Cuba details economic reforms to boost free enterprise

September 25, 2010|Paul Haven, Associated Press

HAVANA — Cuba’s communist leaders mapped out a brave new world of free enterprise yesterday, approving a laundry list of small-time businesses, allowing islanders to take on employees, and even promising credit to burgeoning entrepreneurs.

The reforms, laid out in a three-page spread in the Communist Party daily Granma, seem sure to create a society of haves and have-nots in a land that has spent half a century striving for an egalitarian utopia.

They follow last week’s announcement that the government will lay off 500,000 workers by the end of March — or one-tenth of the country’s workforce — the biggest change in Cuba’s economic system since the early 1990s.

For the first time, Cubans in 83 private activities will be allowed to employ people other than their relatives, and they will be able to sell their services to the state as private contractors.

Accountants, currently permitted to work only for the state, can set out on their own, keeping the books for the new businesses.

Cubans who want to rent their homes to travelers will no longer have to live on the premises and can hire staff.

Even islanders authorized to live overseas — though apparently not exiles — can take part in the economic changes by renting out the cars and homes they leave behind.

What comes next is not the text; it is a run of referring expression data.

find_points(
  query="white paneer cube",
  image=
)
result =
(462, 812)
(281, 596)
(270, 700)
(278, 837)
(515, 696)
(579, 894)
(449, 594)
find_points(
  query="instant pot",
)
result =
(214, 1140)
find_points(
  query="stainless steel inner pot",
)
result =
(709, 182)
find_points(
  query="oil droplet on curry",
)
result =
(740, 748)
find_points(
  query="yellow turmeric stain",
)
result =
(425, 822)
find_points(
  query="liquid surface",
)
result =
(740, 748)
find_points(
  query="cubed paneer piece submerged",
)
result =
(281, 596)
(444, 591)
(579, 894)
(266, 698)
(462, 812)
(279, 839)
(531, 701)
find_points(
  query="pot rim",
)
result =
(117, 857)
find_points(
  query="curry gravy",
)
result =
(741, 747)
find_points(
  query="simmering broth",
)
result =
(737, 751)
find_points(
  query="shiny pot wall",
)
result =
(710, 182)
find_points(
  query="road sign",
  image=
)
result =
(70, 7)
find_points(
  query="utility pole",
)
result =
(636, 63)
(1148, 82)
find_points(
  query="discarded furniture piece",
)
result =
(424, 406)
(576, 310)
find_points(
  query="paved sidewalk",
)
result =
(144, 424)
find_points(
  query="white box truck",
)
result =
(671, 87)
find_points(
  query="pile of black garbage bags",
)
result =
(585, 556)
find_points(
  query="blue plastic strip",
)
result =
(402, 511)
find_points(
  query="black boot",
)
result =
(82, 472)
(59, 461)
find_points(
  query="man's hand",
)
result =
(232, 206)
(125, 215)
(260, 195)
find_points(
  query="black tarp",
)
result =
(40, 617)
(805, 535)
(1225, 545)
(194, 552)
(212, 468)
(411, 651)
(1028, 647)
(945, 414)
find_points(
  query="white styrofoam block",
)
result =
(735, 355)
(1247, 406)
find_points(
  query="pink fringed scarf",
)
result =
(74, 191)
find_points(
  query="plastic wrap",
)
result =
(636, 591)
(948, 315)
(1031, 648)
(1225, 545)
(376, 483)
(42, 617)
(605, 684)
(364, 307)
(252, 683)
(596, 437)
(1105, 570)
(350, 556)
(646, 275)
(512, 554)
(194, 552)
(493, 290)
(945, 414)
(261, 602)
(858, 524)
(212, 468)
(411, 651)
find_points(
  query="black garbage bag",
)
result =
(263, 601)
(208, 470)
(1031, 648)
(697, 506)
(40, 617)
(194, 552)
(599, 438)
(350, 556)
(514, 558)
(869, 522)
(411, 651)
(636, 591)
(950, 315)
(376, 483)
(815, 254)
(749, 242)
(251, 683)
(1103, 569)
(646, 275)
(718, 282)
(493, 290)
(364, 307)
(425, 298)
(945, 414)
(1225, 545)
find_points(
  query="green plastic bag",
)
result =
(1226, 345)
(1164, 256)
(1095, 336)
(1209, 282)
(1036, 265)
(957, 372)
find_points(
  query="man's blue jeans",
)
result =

And the central bank is studying ways to grant small-business loans that are crucial to any free-market system, loans that would have been unthinkable in Cuba just weeks ago.

“The decision to loosen the rules on private employment is one of the steps the country has taken in the redesign of its economic policies to increase production levels and efficiency,’’ Granma reported, citing Economy Minister Marino Murillo Jorge and Admi Valhuerdi Cepero, a vice-minister of labor and social security.

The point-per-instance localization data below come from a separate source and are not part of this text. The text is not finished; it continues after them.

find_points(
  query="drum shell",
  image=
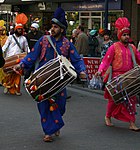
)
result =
(48, 82)
(125, 85)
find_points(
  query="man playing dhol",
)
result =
(51, 120)
(119, 56)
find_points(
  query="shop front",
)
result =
(91, 14)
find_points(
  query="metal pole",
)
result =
(106, 15)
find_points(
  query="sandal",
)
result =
(57, 133)
(108, 122)
(47, 138)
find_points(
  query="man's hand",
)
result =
(98, 74)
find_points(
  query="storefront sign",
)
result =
(92, 65)
(93, 6)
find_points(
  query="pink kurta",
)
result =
(120, 57)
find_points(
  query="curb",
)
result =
(85, 88)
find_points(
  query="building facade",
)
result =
(90, 13)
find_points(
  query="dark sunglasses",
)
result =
(125, 34)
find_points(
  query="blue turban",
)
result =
(59, 18)
(93, 32)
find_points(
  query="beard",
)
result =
(18, 33)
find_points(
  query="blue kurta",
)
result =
(51, 119)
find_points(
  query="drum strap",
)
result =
(17, 43)
(49, 39)
(133, 56)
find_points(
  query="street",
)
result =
(84, 125)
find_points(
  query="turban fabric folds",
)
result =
(20, 20)
(122, 24)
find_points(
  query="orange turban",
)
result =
(20, 20)
(122, 24)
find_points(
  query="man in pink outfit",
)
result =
(119, 56)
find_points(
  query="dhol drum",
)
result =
(50, 79)
(12, 61)
(124, 86)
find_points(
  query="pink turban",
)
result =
(122, 24)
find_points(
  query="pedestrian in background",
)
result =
(14, 45)
(3, 38)
(106, 43)
(100, 41)
(73, 36)
(120, 57)
(82, 41)
(93, 43)
(2, 61)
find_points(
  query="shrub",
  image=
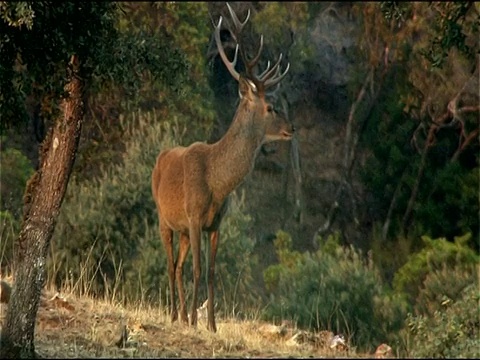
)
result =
(434, 256)
(445, 282)
(14, 174)
(452, 331)
(107, 234)
(334, 288)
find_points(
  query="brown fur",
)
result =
(191, 185)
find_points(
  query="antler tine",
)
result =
(238, 24)
(229, 64)
(265, 71)
(276, 79)
(274, 70)
(254, 61)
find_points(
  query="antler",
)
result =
(269, 77)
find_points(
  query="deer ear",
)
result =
(246, 88)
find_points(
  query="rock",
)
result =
(383, 352)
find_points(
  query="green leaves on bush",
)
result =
(452, 331)
(434, 256)
(107, 234)
(334, 288)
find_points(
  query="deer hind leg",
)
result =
(195, 242)
(184, 246)
(211, 277)
(167, 236)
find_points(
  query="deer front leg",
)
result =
(167, 236)
(211, 277)
(183, 248)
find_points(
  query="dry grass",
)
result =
(82, 327)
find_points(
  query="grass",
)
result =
(78, 326)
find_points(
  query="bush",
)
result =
(445, 282)
(452, 331)
(107, 233)
(14, 174)
(334, 288)
(434, 256)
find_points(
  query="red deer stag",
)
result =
(191, 184)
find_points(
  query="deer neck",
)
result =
(233, 156)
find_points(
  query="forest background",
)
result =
(366, 224)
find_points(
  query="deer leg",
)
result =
(183, 248)
(195, 239)
(211, 278)
(167, 237)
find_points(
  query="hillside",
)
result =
(82, 327)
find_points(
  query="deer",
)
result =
(191, 185)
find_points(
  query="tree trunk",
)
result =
(43, 198)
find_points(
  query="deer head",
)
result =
(190, 185)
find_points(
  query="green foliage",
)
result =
(111, 220)
(109, 226)
(446, 203)
(452, 331)
(445, 282)
(61, 30)
(435, 254)
(334, 288)
(9, 228)
(15, 170)
(236, 262)
(115, 59)
(452, 23)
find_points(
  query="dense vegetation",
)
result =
(411, 146)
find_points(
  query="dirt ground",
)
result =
(72, 326)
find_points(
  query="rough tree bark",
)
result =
(43, 197)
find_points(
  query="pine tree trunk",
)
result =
(43, 198)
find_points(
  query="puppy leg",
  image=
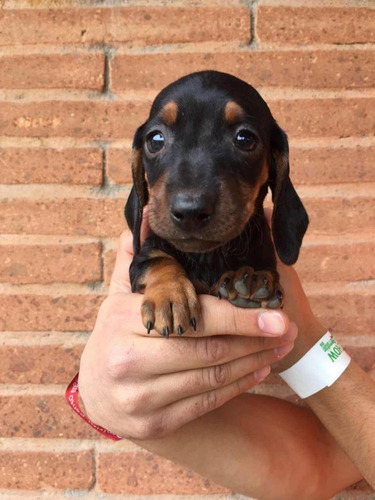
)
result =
(249, 288)
(170, 303)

In an acknowledgment that the Cuban economy lacks the raw materials to support many private enterprises, Valhuerdi said some activities that rely on hard-to-get items like marble, paint for cars, or soap will continue to be restricted.

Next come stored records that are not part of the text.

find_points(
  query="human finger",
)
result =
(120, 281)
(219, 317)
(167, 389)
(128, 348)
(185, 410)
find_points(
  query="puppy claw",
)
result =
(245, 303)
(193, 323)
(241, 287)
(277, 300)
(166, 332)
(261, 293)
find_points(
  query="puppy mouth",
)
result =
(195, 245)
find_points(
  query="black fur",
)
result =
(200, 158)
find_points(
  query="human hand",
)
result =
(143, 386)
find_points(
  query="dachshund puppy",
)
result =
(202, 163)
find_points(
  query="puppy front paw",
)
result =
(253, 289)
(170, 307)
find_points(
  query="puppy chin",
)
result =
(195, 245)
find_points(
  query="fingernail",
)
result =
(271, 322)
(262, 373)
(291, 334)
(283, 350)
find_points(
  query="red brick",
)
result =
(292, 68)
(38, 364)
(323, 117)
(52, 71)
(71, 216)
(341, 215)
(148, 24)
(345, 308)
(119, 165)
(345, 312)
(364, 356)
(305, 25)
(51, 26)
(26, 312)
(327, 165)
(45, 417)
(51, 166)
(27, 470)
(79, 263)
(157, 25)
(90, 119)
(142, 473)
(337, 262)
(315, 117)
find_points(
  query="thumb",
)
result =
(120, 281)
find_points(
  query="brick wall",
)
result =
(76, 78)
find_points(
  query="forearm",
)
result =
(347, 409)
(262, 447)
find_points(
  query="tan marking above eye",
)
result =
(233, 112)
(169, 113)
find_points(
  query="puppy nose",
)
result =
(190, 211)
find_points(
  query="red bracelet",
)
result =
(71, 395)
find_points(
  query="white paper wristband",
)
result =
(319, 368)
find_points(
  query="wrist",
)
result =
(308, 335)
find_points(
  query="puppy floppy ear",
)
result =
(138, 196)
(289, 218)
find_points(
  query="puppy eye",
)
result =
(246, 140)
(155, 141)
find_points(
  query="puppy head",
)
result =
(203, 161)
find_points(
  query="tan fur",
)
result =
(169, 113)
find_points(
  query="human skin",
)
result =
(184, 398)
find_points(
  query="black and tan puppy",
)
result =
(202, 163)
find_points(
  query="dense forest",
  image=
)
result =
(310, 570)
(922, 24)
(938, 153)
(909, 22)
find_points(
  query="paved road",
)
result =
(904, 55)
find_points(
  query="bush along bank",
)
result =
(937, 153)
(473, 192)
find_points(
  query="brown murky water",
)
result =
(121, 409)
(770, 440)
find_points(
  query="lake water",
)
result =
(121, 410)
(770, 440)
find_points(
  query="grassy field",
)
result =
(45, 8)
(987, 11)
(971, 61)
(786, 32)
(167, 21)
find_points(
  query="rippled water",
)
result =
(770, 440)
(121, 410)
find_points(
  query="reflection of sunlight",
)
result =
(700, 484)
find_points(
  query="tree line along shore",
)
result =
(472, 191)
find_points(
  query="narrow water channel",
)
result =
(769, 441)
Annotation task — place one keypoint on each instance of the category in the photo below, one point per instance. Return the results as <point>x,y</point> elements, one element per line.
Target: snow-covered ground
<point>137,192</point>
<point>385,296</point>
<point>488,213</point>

Eventually, the country hopes to create a system of wholesalers, but it will take several years.

Granma is the voice of the Communist Party and one of the principal ways the government communicates plans with the people. The paper promised more details in coming days, saying that the expanded private enterprise would be “another opportunity, under the watchful eye of the state’’ to “improve the quality of life of Cubans.’’

Many will welcome the changes in a country where young people have been clamoring for more opportunities for years. But the changes will almost certainly create tension and upheaval.

Whether the reforms will work depends on the reaction of Cubans who have seen past openings fizzle, and on the cash-strapped state’s ability to draw fresh tax revenues from the new businesses.

Granma said private businesses would not only pay personal income tax, but also sales and payroll taxes — as well as contribute to social security.

A vibrant, untaxed black market exists in Cuba, offering many of the services the government hopes to legitimize.

Uva de Aragon, a Cuba specialist at Florida International University in Miami, said that those hoping to enter the legitimate market would be faced with a system that is alien to them.